Цена отсечения - Александр Архангельский
Шрифт:
Интервал:
Закладка:
Нет, вы только не подумайте, я помню, кто здесь жил. До нас, писателей. Знаете Самариных, славянофилов? Не знаете? А зря. Надо знать. Я, между прочим, помню. Все помню. И все понимаю. Понимаю, что я не Самарин. Я гораздо хуже. Я просто очень умный. Мне даже страшно думать, какой же я умный. Тошно быть таким умным. Ну почему, почему я такой умный? А? Скажите вы мне! Но только это, милые мои, Россия. Знаете такую страну? Здесь как на мерзлом болоте, ничего не трогай, не меняй, не строй. А если по ошибке поменяли, если сдвинули ось, покосили жизнь, то оставьте. Не троньте! Не возвращайте прошлого! И будущего тоже не надо. Лишнее. Пусть буду я, как есть. У соседей водку занимаю. Книжки зачем-то пишу. Подо мной лед, а подо льдом пиявки, черные такие, сочные, сминаются и разминаются колечком! Ты знаешь, Недовражин, что их нельзя отрывать? головка под кожей останется, будет ганрена, гниль! Лед уже трещит, но ведь не треснул. Береги меня, при мне покамест не потонешь!
Но если уж Арсакьев победит, тогда не тронь Арсакьева! Слышишь меня! Не тронь. Меня на свалку, и забудь про меня навсегда, Арсакьева береги! Лед под ним растрескается, заскрипит, но удержится. Арсакьев сухонький, не провалится. А вот после него – потоп. Поэтому – не трогай. Ты не обижайся, Арсакьев. Я по-хорошему. Ты на болотах никогда не бывал, Недовражин? Слышал, как пахнет болото? А как мокрая гадюка проползает рядом, видел? А ощущал, как кочка вдавливается в воду? Как послушная кнопка. И там трясина. С этими, как их там, пиявками. А морошку, кисленькую морошку собирал? Рыжеватую с оранжевым? Пушкин ее любил, знаешь ли ты это, что Пушкин любил морошку? Вот какие дела.
Во все время боржаниновского монолога парнишка сидел, весь подавшись вперед и пьянея одновременно с кумиром; смотрел влюбленными глазами и кивал.
Арсакьев не унимался:
– А что же, эт-самое, я что хотел спросить. Про себя мы поняли. И про Россию тоже. А что же, эт-самое, господин Мелькисаров? Его загадку разгадали, или как?
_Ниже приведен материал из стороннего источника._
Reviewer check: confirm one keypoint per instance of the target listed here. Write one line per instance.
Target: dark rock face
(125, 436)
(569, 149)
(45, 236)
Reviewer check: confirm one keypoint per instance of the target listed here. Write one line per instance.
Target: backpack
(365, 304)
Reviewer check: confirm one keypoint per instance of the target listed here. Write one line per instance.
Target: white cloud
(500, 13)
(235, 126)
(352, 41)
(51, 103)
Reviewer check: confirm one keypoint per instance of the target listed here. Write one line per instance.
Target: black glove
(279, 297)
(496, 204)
– А чего тут гадать? Он – сосед. Во что бы сосед ни игрался, извольте ему не мешать. Так, извини меня, Олег Олегович, у нас, у русских принято. Играй, Степан, не знай печали. Береги себя. Если что, я с тобой.
Хлопнул толстыми руками по коленям, набрал побольше воздуху, поднялся.
– Пошли, подсобник! Засиделись. Мелькисаров, веди меня! Где тут у вас дают пописать?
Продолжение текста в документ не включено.